She shrugged. “She raised you by herself. That’s the story.”
I looked down at my hands, then at the tags on the table. I rolled them in my palm, the edge biting into the callus on my thumb.
“I don’t want to turn her funeral into a therapy session,” I said, voice flat.
Emily set the paper aside, her tone gentle but insistent. “Nobody’s going to think less of you for loving your mother. Or hating how she left.”
I felt the heat in my chest, the old, familiar surge of anger where the grief should have been. “She didn’t mean to leave.”
“I know,” Emily said, eyes on mine. “But you’re allowed to be pissed off. That doesn’t make the rest of it less true.”
Sergeant crept forward, resting her head on my knee. I scratched behind her ear, grateful for the excuse to look away.
Emily flipped to the next draft, reading quietly. She picked up a pen and started making small edits—nothing big, just shifting phrases, adding a line here and there. After a few minutes, she set it down and slid it back to me.
“I changed the last sentence,” she said. “You can keep it or toss it.”
I read what she’d written. “She never missed a chance to laugh, even when it hurt. She leaves behind a son who will never stop missing her.”
It was so simple, so clean. I felt my throat close up.
“She’d like that,” I said.
Emily nodded. “Then it’s done.”
We sat in the quiet, the only sounds Sergeant’s breath and the creak of the chair as I leaned back. The sun had dipped below the hills, leaving the apartment in a cool blue shadow.
“Thank you,” I said, not sure if I meant for the food, the edits, or just the company.
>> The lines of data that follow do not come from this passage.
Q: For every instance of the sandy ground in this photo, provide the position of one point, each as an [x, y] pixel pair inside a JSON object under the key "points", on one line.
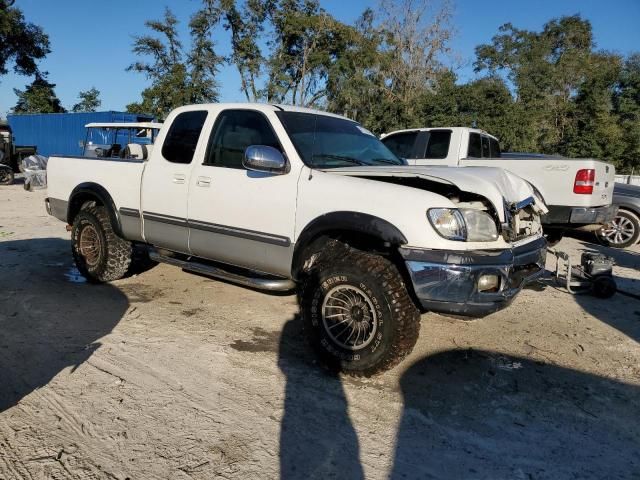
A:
{"points": [[171, 375]]}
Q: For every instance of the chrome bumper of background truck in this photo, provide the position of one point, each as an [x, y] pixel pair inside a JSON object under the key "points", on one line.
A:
{"points": [[448, 281]]}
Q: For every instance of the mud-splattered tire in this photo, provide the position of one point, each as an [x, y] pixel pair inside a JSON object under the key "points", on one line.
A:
{"points": [[6, 175], [100, 255], [349, 288]]}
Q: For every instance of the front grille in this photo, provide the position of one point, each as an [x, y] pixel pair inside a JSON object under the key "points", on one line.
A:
{"points": [[522, 221]]}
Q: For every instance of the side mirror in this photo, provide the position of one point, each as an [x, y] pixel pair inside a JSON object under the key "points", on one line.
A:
{"points": [[261, 158]]}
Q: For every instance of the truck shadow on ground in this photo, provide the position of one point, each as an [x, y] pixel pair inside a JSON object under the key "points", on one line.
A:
{"points": [[47, 323], [467, 414], [480, 414], [317, 438]]}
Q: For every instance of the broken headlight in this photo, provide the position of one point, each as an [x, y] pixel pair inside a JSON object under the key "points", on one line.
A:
{"points": [[481, 227], [448, 222], [464, 224]]}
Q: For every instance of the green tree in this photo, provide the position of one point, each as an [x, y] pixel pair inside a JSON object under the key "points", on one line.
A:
{"points": [[562, 86], [247, 24], [89, 101], [393, 64], [626, 100], [21, 43], [177, 77], [38, 97]]}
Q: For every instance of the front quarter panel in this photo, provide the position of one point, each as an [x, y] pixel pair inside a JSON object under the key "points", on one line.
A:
{"points": [[322, 193]]}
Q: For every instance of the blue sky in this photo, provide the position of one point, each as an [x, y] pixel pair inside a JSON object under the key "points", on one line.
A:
{"points": [[91, 41]]}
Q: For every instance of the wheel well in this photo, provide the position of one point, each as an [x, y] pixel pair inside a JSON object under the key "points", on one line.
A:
{"points": [[90, 192], [78, 201], [629, 210], [355, 239]]}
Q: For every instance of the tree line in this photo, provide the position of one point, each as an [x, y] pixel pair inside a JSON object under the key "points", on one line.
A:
{"points": [[549, 91]]}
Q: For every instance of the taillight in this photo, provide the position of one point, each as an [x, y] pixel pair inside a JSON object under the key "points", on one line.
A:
{"points": [[585, 180]]}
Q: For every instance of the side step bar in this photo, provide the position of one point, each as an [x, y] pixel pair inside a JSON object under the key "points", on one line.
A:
{"points": [[272, 284]]}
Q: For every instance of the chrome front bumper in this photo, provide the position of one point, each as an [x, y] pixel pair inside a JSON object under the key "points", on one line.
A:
{"points": [[446, 281], [597, 215]]}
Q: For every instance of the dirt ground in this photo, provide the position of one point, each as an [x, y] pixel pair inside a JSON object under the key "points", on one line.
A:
{"points": [[171, 375]]}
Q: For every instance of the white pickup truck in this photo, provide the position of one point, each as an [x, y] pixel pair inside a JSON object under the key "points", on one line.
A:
{"points": [[578, 192], [275, 197]]}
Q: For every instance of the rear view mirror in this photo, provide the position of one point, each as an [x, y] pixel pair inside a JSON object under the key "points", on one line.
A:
{"points": [[262, 158]]}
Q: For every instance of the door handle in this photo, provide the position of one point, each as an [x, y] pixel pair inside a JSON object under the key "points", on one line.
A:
{"points": [[179, 178], [203, 181]]}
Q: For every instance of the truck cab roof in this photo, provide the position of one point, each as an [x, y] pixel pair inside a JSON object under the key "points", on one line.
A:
{"points": [[453, 129], [263, 107]]}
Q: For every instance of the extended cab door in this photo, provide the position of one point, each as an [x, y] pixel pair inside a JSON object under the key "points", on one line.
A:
{"points": [[237, 216], [165, 182]]}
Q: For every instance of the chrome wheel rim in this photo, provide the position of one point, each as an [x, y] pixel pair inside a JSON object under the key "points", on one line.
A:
{"points": [[349, 317], [621, 230], [90, 245]]}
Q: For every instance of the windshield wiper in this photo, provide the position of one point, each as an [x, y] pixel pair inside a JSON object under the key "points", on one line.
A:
{"points": [[386, 160], [343, 158]]}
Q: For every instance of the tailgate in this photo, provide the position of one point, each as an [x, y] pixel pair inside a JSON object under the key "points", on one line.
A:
{"points": [[554, 177]]}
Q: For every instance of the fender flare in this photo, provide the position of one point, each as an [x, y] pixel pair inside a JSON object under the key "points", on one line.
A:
{"points": [[345, 221], [88, 190]]}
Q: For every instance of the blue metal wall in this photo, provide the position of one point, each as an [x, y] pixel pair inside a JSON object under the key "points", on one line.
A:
{"points": [[62, 133]]}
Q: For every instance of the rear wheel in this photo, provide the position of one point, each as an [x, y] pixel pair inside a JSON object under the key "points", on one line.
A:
{"points": [[623, 232], [100, 255], [357, 312]]}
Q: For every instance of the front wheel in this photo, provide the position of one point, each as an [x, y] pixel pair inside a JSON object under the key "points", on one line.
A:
{"points": [[357, 313], [100, 254], [623, 231]]}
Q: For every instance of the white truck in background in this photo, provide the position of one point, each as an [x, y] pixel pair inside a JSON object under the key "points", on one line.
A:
{"points": [[277, 197], [578, 192]]}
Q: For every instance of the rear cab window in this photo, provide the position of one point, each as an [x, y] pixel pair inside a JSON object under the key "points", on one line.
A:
{"points": [[437, 144], [483, 146], [233, 133], [475, 146], [180, 143]]}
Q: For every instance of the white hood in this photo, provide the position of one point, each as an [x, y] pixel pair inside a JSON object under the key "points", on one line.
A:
{"points": [[495, 184]]}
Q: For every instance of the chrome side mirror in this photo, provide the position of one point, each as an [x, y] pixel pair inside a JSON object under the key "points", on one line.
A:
{"points": [[261, 158]]}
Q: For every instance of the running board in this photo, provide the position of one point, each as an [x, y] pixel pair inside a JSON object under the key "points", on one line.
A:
{"points": [[271, 284]]}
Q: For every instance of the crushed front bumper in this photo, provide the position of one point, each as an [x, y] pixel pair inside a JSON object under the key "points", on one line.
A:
{"points": [[446, 281]]}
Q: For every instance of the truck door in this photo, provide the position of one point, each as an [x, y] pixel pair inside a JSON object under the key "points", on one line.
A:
{"points": [[165, 182], [237, 216]]}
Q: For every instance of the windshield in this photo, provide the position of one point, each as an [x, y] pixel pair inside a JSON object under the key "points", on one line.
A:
{"points": [[329, 142]]}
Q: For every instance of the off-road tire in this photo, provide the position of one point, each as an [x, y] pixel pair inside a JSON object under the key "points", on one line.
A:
{"points": [[396, 316], [113, 254]]}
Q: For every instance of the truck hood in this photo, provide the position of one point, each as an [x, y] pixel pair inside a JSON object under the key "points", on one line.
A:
{"points": [[495, 184]]}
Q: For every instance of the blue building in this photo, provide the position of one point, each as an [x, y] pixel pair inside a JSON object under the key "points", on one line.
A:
{"points": [[62, 133]]}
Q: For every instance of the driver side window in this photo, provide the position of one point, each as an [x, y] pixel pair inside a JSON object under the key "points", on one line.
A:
{"points": [[233, 132]]}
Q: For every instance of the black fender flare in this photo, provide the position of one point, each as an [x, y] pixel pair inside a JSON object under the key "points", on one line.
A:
{"points": [[86, 191], [345, 221]]}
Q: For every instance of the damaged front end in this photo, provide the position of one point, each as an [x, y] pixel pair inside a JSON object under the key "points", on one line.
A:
{"points": [[480, 282], [522, 219]]}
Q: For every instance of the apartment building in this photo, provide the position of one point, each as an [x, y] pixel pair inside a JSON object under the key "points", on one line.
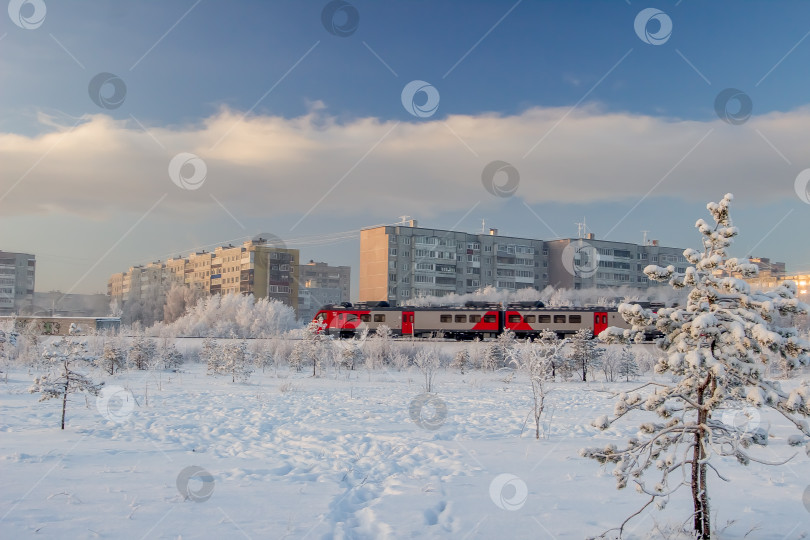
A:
{"points": [[255, 268], [321, 275], [401, 262], [311, 299], [582, 263], [17, 278]]}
She collectedthe plates, stacked them in the sink, and rinsed them with brisk efficiency. I watched, feeling the awkward press of words I couldn’t shape.
She wiped her hands on her jeans, then turned. “You want me to stick around, or is that weird?”
The truth was, I did. But I couldn’t say it without sounding pathetic.
She smiled, like she knew exactly what I was thinking. “I can walk the dog. Or you can walk with us. Either way, you’re getting some air before you go insane.”
I nodded, let the leash jingle in my hand, and watched as Emily opened the door and held it for me. She didn’t rush, didn’t crowd, just walked slow, letting the night settle in around us.
The three of us—me, Emily, and Sergeant—moved down the sidewalk in silence, the first stars flickering above the dark ridge. For the first time since Ma died, I felt like I could breathe.
When we circled back to the apartment, Emily paused at the stoop. “You’ll be okay,” she said. “But if you need help, just ask. I’m not going anywhere.”
She let her hand rest on my shoulder, warm and steady. Then she turned, heading for her car, her silhouette framed in the yellow of the streetlight.
Inside, Sergeant jumped on the bed and circled twice before settling. I lay down next to her, the edited obituary clutched in my fist, and let the exhaustion finally win.
In the dark, I listened to the dog’s breathing and the hum of the street, and for once, I didn’t mind the noise.
***
The next day, the world was already waking up rough around the edges. I’d just poured my second cup of coffee, the dog sprawled upside-down in a sunbeam, when a knock landed on my door. This one wasn’t like Emily’s—the sound had gravity, a bass you could feel in your teeth. I knew before I looked who it would be.
I opened up, and Nitro and Augustine stood on the stoop, both in full regalia, wearing vests patched out, boots caked with dried mud, the stink of exhaust and Camel Lights wrapped around them like an aura. Nitro was built like a tackle box, short and dense with tattoos running up the column of his neck. Augustine was taller, skin pale, and hair buzzed so close it looked painted on. The kind of pair that made doorframes look smaller.
“Medina,” Nitro grunted, nodding past me into the apartment. His eyes swept the place, making a quick tally of the mess and the threat. Augustine didn’t even wait foran invitation—he stepped inside, glancing at the ceiling, the corners, the window, like it was a scene he might need to remember later.
I almost missed the second shadow in the room. Emily, standing by the couch with her jacket half-on, caught mid-exit. She’d come back early to return my mail, or maybe just to check if I’d survived the night. I could see the split-second flicker in her eyes—she was halfway between staying and making a run for it.